Deutsche Forschungsgemeinschaft
Gender-Specific Job Search and Wage Formation
Christian Merkl
Project Description: Even contemporary labor markets show extensive differences between women and men. Women continue to earn on average less than men, even within narrowly defined occupations and sectors. In addition, female and male unemployment typically reacts differently over the business cycle. Although many of these facts are well documented, a large part of the existing literature refers to stocks (e.g., gender-specific employment and unemployment) or outcome variables (e.g., wages). Our project plans to intertwine the insights from the search and matching literature, which considers the labor market as a flow concept.
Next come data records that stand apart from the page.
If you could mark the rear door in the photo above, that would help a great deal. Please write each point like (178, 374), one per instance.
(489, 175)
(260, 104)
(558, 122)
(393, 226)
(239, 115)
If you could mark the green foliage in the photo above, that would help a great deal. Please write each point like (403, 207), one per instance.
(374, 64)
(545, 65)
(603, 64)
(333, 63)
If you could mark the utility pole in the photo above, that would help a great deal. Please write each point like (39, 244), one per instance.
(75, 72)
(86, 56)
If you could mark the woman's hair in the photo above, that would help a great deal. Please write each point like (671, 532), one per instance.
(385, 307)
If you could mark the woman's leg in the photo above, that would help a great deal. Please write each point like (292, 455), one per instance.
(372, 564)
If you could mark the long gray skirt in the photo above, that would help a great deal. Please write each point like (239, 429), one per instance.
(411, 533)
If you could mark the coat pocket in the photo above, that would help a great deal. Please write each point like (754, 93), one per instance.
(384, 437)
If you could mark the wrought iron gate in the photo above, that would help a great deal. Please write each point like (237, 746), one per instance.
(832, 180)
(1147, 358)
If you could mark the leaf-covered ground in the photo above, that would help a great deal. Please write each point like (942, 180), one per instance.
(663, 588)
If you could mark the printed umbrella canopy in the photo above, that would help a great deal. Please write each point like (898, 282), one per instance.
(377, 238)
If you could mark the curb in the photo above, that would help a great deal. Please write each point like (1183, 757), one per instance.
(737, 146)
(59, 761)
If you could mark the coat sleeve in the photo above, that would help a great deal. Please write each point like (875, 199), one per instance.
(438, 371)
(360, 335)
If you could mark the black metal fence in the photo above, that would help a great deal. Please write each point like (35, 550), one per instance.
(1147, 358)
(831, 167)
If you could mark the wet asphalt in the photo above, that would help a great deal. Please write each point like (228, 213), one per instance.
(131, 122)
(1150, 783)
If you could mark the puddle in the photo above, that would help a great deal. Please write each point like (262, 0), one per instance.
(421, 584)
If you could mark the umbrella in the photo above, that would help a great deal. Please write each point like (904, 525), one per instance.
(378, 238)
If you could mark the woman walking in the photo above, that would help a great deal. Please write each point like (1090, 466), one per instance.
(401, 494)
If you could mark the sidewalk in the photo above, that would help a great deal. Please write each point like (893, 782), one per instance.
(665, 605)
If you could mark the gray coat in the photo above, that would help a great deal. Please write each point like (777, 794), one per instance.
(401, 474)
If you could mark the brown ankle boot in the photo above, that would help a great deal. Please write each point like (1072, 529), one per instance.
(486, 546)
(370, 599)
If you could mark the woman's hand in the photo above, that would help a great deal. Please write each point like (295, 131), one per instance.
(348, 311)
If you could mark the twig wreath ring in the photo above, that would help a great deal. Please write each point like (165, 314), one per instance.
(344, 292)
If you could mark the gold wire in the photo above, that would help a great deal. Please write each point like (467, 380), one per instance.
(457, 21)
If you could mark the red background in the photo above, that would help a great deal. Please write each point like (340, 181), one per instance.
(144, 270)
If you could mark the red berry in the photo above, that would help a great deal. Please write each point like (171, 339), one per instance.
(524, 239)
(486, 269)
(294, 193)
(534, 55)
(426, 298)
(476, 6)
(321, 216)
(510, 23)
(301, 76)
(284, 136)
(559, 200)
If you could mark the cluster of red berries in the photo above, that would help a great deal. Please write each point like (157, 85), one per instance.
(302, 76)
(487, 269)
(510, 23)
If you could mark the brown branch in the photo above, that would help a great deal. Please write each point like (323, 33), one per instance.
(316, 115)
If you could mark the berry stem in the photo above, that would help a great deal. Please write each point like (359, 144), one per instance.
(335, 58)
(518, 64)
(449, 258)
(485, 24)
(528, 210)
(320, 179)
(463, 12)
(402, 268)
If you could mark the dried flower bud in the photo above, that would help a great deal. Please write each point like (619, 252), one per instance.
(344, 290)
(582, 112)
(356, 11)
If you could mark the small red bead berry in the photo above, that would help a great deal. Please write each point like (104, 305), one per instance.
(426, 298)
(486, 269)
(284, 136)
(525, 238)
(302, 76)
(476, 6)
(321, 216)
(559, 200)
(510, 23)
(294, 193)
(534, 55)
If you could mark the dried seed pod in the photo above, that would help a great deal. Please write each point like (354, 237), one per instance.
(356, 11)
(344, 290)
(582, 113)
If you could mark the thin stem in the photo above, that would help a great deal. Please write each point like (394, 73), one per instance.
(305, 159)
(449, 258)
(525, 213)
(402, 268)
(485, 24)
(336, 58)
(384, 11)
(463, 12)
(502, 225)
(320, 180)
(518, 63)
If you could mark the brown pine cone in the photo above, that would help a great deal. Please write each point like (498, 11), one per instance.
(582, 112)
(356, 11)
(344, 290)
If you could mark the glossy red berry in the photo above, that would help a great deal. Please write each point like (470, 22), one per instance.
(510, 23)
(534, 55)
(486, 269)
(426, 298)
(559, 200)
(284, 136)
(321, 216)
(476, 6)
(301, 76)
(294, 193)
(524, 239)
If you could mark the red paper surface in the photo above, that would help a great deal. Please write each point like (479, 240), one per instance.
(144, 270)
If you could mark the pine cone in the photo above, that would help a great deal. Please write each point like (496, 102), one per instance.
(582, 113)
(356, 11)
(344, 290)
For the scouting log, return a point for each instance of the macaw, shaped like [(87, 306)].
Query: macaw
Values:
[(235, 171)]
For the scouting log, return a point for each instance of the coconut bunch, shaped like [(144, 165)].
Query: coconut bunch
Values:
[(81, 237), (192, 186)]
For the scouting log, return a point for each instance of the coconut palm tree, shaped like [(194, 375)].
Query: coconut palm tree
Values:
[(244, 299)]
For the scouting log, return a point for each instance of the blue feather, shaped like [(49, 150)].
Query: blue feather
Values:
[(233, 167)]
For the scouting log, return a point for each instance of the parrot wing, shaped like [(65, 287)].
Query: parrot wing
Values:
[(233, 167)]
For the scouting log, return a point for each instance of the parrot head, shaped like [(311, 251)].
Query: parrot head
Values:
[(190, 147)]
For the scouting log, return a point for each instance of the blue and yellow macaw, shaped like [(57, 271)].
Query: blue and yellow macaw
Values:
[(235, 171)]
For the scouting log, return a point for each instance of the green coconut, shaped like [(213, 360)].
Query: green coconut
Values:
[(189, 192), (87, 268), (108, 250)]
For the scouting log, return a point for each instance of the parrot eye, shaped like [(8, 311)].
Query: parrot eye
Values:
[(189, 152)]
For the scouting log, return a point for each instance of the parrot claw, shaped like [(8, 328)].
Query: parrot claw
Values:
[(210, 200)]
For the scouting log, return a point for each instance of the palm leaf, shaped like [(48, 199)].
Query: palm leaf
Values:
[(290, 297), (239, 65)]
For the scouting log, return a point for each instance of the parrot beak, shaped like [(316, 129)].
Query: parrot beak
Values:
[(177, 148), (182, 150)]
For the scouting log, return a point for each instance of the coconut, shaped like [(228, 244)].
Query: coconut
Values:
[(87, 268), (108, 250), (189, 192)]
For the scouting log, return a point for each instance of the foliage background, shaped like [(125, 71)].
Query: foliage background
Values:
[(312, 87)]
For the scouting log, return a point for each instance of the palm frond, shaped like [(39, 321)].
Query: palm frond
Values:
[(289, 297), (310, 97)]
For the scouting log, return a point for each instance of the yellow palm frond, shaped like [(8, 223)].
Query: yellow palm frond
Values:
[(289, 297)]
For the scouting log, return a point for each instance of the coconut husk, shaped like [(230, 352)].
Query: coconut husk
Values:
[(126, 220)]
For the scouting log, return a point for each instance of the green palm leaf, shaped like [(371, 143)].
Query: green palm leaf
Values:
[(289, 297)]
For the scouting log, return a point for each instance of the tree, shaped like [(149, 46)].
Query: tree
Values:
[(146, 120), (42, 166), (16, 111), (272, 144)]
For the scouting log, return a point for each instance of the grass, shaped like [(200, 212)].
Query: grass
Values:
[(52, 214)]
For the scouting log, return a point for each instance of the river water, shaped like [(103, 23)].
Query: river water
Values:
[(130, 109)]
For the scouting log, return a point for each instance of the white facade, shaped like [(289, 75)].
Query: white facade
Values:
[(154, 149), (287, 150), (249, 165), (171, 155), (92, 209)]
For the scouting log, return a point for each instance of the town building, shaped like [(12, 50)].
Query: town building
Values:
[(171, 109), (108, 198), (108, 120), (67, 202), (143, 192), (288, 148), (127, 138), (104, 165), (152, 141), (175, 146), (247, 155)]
To find a job, workers have to participate in the labor market, choose their search intensity and to decide at which firms to apply. To the extent that these decisions differ across gender, they may be at the root of gender inequalities. We plan to combine search theoretical modelling with two large microeconomic datasets to open up the black box of gender-specific search decisions. First, we want to use the firm-sided IAB-Job Vacancy Survey to analyze at which firms women and men apply. We will put particular emphasis on the role of firm wage premia and the ensuing flexibility requirements by firms. In addition, we want to use differences between East and West Germany (e.g., different day care usage or different firm structures or the role of children) to understand the driving sources for gender differences. Second, we plan to use the household-sided PASS-survey to understand better which factors drive male and female labor force participation, how men and women change their search activity over the business cycle and which implications for their employment probabilities can be derived from this behavior. Our microeconomic data will be considered through the lens of macroeconomic search and matching model to derive hypotheses and testable implications. Alternatively, empirical results will be used for calibration of macroeconomic models. These models can be used for counterfactual simulations and for the analysis of policy interventions that go beyond pure empirical results.